This document has been shamelessly ported from the similar
[pymongo Map/Reduce Example](http://api.mongodb.org/python/1.4%2B/examples/map_reduce.html).
Setup
-----
To start, well insert some example data which we can perform
map/reduce queries on:
> $ ghci -package mongoDB
> GHCi, version 6.12.1: http://www.haskell.org/ghc/ :? for help
> ...
> Prelude> :set prompt "> "
> > import Database.MongoDB
> > import Database.MongoDB.BSON
> > import Data.ByteString.Lazy.UTF8
> > c <- connect "localhost" []
> > let col = (fromString "test.mr1")
> > :{
> insertMany c col [
> (toBsonDoc [("x", BsonInt32 1),
> ("tags", BsonArray [toBson "dog",
> toBson "cat"])]),
> (toBsonDoc [("x", BsonInt32 2),
> ("tags", BsonArray [toBson "cat"])]),
> (toBsonDoc [("x", BsonInt32 3),
> ("tags", BsonArray [toBson "mouse",
> toBson "cat",
> toBson "doc"])]),
> (toBsonDoc [("x", BsonInt32 4),
> ("tags", BsonArray [])])
> ]
> :}
Basic Map/Reduce
----------------
Now we'll define our map and reduce functions. In this case we're
performing the same operation as in the MongoDB Map/Reduce
documentation - counting the number of occurrences for each tag in the
tags array, across the entire collection.

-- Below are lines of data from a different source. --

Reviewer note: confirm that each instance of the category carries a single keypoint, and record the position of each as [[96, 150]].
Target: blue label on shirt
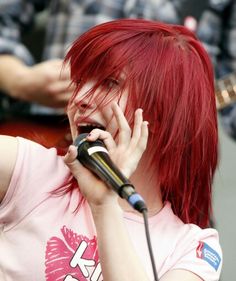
[[205, 252]]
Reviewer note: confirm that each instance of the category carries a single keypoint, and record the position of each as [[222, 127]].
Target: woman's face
[[86, 113]]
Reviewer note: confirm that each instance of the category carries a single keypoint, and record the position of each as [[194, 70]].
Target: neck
[[148, 189]]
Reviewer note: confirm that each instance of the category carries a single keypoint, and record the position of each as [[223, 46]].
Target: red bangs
[[169, 76]]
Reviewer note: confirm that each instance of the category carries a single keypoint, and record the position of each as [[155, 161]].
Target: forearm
[[117, 254], [12, 70]]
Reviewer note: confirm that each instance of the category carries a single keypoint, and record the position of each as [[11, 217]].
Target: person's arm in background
[[20, 78], [216, 30]]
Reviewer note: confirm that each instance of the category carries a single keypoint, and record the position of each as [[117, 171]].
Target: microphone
[[94, 156]]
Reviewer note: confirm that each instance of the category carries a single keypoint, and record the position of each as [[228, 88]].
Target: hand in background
[[46, 83]]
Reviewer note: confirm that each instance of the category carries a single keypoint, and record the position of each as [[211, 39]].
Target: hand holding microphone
[[113, 168], [95, 157]]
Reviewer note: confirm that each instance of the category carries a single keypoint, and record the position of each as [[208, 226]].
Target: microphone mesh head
[[80, 139]]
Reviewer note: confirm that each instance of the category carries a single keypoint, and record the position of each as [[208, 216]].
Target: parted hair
[[169, 75]]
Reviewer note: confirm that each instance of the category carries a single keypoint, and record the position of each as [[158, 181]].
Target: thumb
[[71, 155]]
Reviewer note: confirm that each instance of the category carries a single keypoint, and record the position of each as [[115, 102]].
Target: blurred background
[[224, 195]]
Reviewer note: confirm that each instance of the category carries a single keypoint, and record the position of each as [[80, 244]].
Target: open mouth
[[87, 128]]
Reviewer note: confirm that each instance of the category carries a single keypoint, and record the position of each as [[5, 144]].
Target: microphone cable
[[149, 244]]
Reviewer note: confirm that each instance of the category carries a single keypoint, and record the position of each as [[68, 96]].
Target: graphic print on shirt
[[207, 253], [71, 258]]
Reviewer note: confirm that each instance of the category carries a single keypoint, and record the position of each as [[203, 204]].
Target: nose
[[84, 101]]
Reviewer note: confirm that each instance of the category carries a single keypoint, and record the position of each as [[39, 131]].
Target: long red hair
[[169, 76]]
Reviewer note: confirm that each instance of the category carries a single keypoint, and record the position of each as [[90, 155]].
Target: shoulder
[[186, 247], [195, 249]]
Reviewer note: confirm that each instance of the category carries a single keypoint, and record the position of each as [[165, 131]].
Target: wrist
[[106, 210]]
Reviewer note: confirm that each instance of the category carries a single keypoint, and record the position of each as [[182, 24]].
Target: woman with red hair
[[146, 90]]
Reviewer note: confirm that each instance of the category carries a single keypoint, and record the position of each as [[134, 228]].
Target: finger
[[71, 155], [60, 87], [123, 125], [142, 142], [138, 121], [104, 136]]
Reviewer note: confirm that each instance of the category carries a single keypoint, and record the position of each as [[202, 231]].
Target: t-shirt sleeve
[[200, 253], [37, 172]]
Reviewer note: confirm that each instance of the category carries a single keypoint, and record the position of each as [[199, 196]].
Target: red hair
[[169, 76]]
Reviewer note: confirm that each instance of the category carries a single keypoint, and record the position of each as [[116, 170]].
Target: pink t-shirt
[[44, 238]]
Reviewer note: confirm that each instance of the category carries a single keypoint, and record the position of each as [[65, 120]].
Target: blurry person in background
[[35, 89], [146, 89], [217, 31]]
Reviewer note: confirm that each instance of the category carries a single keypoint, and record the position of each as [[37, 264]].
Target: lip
[[87, 121]]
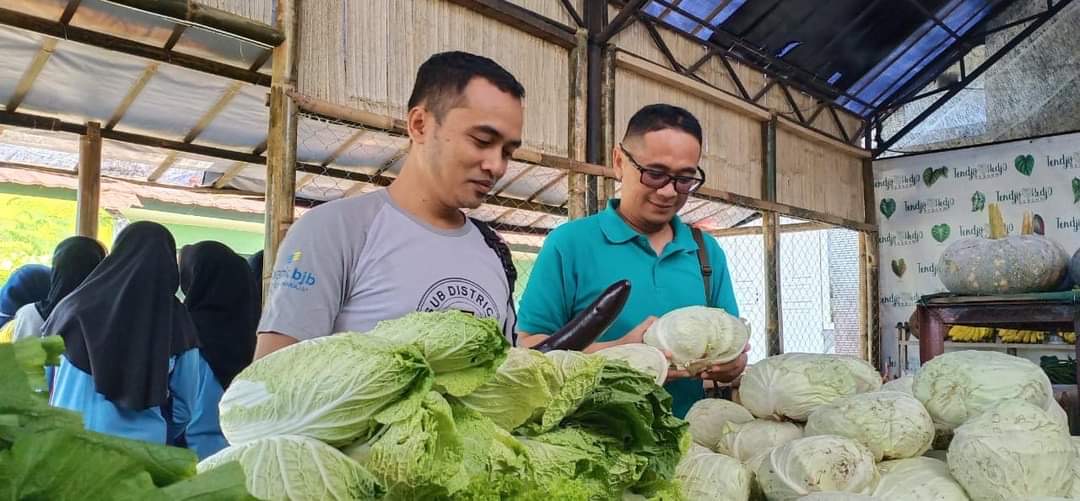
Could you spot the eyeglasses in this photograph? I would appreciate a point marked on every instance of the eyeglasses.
(656, 178)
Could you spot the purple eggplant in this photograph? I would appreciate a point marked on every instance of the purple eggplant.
(589, 325)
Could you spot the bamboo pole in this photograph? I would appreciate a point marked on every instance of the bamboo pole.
(88, 199)
(281, 140)
(773, 329)
(579, 90)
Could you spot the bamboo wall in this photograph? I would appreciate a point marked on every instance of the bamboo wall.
(731, 150)
(258, 10)
(364, 54)
(810, 175)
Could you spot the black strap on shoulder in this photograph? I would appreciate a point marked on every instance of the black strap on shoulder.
(706, 269)
(501, 249)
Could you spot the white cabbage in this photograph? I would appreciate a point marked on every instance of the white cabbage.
(793, 384)
(892, 424)
(709, 416)
(642, 357)
(745, 441)
(918, 479)
(337, 389)
(297, 469)
(838, 497)
(698, 337)
(817, 463)
(903, 384)
(713, 477)
(959, 386)
(1010, 451)
(523, 386)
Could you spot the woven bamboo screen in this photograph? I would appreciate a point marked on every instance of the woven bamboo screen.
(364, 55)
(810, 175)
(257, 10)
(731, 154)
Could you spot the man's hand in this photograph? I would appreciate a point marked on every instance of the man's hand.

Our map function just emits a single (key, 1) pair for each tag in the
array:
> > :{
> let mapFn = "
> function() {\n
> this.tags.forEach(function(z) {\n
> emit(z, 1);\n
> });\n
> }"
> :}
The reduce function sums over all of the emitted values for a given
key:
> > :{
> let reduceFn = "
> function (key, values) {\n
> var total = 0;\n
> for (var i = 0; i < values.length; i++) {\n
> total += values[i];\n
> }\n
> return total;\n
> }"
> :}
Note: We cant just return values.length as the reduce function might
be called iteratively on the results of other reduce steps.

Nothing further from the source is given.